Sanitize databases

When working on a new feature on your website, you want to use a new branch. Using a new branch makes sure that you don’t risk breaking your live, production website.

Creating a branch on Platform.sh copies both the code and the database to that new development branch. These code and database changes need to be tested before being merged into production. Depending on your processes, internal or external teams may interact with the development environment branch.

Databases of live websites often contain personally identifiable information (PII) such as full names, mailing addresses, and phone numbers. To ensure people reviewing the code changes can’t access information they shouldn’t, sanitize the database of any PII that it may contain.

Before you begin 

You need:

This guide is about sanitizing MySQL databases.

This guide doesn’t address:

  • Sanitizing NoSQL Databases (such as MongoDB)
  • Input validation and input sanitization, which both help prevent security vulnerabilities

Sanitize the database 

Make sure that you only sanitize development environments and never the production environment. Otherwise you may lose most or even all of the relevant data stored in your database.

First, take a database dump of your development environment. You won’t alter your production data. This is just a safety precaution. To get a database dump, run: platform db:dump -e <DEVELOPMENT_ENVIRONMENT_NAME>.

Assumptions:

  • users is the table where all of your PII is stored in the staging development database.
  • staging is an exact copy of your production database.
  1. Connect to the staging database by running platform sql -e staging.

  2. Display all fields from your users table, to select which ones need to be redacted. Run the following MySQL query:

    MariaDB [main]> SELECT * FROM users;

    You see output like the following:

    +----+------------+---------------+---------------------------+---------------+
    | ID | first_name | last_name     | user_email                | display_name  |
    +----+------------+---------------+---------------------------+---------------+
    |  1 | admin      | admin         | admin@yourcompany.com     | admin         |
    |  2 | john       | doe           | john.doe@gmail.com        | john          |
    |  3 | jane       | doe           | janedoe@ymail.com         | jane          |
    +----+------------+---------------+---------------------------+---------------+
    3 rows in set (0.00 sec)
  3. Change the fields where PII is contained with the UPDATE statement. For example, to change the first name of users with an email address not in your company’s domain, run the following query:

    UPDATE users
    SET first_name='redacted'
    WHERE email NOT LIKE '%@yourcompany%'

    Adapt and run that query for all fields that you need to sanitize. If you modify fields that you shouldn’t alter, you can restore them from the dump you took in step 1.
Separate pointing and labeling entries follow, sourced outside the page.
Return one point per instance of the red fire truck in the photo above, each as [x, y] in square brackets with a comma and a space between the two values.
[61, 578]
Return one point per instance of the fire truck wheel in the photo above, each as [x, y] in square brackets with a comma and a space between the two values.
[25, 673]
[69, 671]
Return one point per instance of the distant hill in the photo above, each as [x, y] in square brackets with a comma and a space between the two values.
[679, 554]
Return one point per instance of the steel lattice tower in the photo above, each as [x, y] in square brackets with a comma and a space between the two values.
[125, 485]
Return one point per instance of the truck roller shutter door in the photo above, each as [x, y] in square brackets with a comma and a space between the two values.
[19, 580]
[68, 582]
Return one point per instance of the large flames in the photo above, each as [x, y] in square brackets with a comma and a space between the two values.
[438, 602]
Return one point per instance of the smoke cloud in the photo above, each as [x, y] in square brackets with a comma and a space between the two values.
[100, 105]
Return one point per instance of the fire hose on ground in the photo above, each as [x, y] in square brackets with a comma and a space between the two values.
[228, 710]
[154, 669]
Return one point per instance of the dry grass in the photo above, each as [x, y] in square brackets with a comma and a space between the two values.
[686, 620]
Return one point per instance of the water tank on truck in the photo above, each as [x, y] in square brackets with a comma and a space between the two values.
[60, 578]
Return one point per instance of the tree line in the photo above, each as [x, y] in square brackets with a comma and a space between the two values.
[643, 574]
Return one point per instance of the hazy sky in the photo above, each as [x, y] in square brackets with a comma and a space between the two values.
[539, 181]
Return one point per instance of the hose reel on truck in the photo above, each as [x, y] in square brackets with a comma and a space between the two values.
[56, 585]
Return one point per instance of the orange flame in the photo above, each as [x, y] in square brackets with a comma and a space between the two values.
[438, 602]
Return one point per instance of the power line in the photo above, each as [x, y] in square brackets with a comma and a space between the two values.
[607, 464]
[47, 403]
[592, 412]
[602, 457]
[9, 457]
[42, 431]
    You can create a script to automate the sanitization process to be run automatically on each new deployment. Once you have a working script, add your script to sanitize the database to a deploy hook:

    deploy: |
        cd /app/public
        if [ "$PLATFORM_ENVIRONMENT_TYPE" = production ]; then
            # Do whatever you want on the production site.
        else
            # The sanitization of the database should happen here (since it's non-production)
            sanitize_the_database.sh
        fi    
  1. To sanitize your database and get rid of sensitive, live information, use the drush sql:sanitize command. Add your script to sanitize the database to a deploy hook for non-production environments:
deploy: |
    cd /app/public
    if [ "$PLATFORM_ENVIRONMENT_TYPE" = production ]; then
        # Do whatever you want on the production site.
    else
        drush -y sql:sanitize
    fi
    drush -y updatedb    

More options are available. These are described in Drush’s documentation.

What’s next 

You learned how to remove sensitive data from a database.

To replace sensitive data that with other meaningful data, you can add a faker to the process. A faker is a program that generates fake data that looks real. Having meaningful PII-free data allows you to keep your current Q&A, external reviews, and other processes. To add a faker, adapt your sanitizing queries to replace each value that contains PII with a new value generated by the faker.

You might also want to make sure that you implement input validation.

If your database contains a lot of data, consider using the OPTIMIZE TABLE statement to reduce its size and help improve performance.